When Clive Rosfield hits the battlefield in the latest Final Fantasy 16 Dominance trailer (opens in new tab), a barrage of attacks explode onto the screen. It’s a spectacle, with the protagonist propelling up into the air with an enemy and swiftly inflicting damage thanks to the wind elemental powers of Geruda. Shortly before, another array of attacks casts fire-infused blows at foes by channelling the powers of the Phoenix summon. Final Fantasy 16’s combat looks fast, frenetic, and undoubtedly action-packed, with Clive responding in real-time to the player’s inputs – making use of a host of different swappable Eikon abilities. Our first proper look at the combat in Final Fantasy 16 highlighted a marked deviation from the classic turn-based and command-based combat of older games in the series. 

Developer Square Enix knows this shift will split opinion but, as producer Naoki Yoshida tells me, appealing to every fan that the Final Fantasy series has picked over the last 35 years is effectively impossible. “Everyone has a different opinion, and that means that everyone has an idea of what they think is best for the series,” says Yoshida-san. “And because we have so many ideas of what Final Fantasy should be, and what the fans want a Final Fantasy to be, if you try to put all those together, I mean… some of them are extreme opposites! And so it’s impossible to put together what every single fan wants into a single Final Fantasy game.” 

New generation

(Image credit: Square Enix)

Final Fantasy 16 is set to transport us to Valisthea in 2023. It’s a world teetering on the precipice of war, as six factions begin to wrestle for control over Mothercrystals and the divine power that they provide the realms. From what we’ve seen of Valisthea so far, it looks like classic Final Fantasy – sprawling environments, gorgeous architecture, and beautiful skyboxes. This familiar-feeling world stands in contrast to what we’ve seen of the combat, with Clive Rosfield wielding a combination of melee-based sword attacks and magical abilities in real-time with relative ease. 

This merging between old and new is at the heart of Final Fantasy 16. As Yoshida-san acknowledges, everyone will have their favorite game in the series, and feel differently about the various battle systems as a result, but he’s also keen to point that there are plenty of younger players out there who may “have the idea that it’s just one of those older series” that may not appeal to them. 
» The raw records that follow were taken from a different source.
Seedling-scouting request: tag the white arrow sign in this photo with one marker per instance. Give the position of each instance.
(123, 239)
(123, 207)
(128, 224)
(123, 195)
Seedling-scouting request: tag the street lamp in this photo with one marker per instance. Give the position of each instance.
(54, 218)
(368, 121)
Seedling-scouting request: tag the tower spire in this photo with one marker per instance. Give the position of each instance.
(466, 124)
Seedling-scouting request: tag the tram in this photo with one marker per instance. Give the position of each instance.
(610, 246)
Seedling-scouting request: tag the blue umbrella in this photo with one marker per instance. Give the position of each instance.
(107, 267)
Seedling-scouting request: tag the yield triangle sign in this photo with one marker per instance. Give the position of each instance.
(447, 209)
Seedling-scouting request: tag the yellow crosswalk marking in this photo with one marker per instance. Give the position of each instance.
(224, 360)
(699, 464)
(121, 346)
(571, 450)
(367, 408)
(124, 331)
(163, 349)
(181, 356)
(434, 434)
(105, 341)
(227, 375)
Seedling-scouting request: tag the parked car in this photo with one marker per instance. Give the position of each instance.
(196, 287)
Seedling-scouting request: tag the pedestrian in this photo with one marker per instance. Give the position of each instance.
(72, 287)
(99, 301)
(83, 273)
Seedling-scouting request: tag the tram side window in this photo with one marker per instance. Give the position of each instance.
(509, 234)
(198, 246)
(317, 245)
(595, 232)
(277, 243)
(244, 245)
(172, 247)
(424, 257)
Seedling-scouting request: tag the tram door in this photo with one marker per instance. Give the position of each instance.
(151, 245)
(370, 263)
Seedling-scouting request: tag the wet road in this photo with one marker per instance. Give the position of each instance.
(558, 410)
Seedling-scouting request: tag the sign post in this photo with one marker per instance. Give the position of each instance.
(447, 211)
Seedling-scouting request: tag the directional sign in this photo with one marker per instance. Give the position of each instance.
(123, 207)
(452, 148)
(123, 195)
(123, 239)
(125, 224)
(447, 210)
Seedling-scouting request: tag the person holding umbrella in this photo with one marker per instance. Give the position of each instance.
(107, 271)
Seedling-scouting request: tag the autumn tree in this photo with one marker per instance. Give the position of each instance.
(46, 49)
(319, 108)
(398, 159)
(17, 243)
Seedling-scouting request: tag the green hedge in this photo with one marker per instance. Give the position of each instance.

Final Fantasy 16 PS5 screenshot

(Image credit: Square Enix)

That, Yoshida-san explains, is why developer Creative Business Unit 3 has tried to “go back to the series’ roots” in terms of Final Fantasy 16’s world building and tone – a more “classic fantasy feel” – while trying to drive modern sensibilities through the action. He adds that his team is “focusing on creating a setting reminiscent of the original Final Fantasy games, but then adding to this that real-time action that’s more reminiscent of modern games.”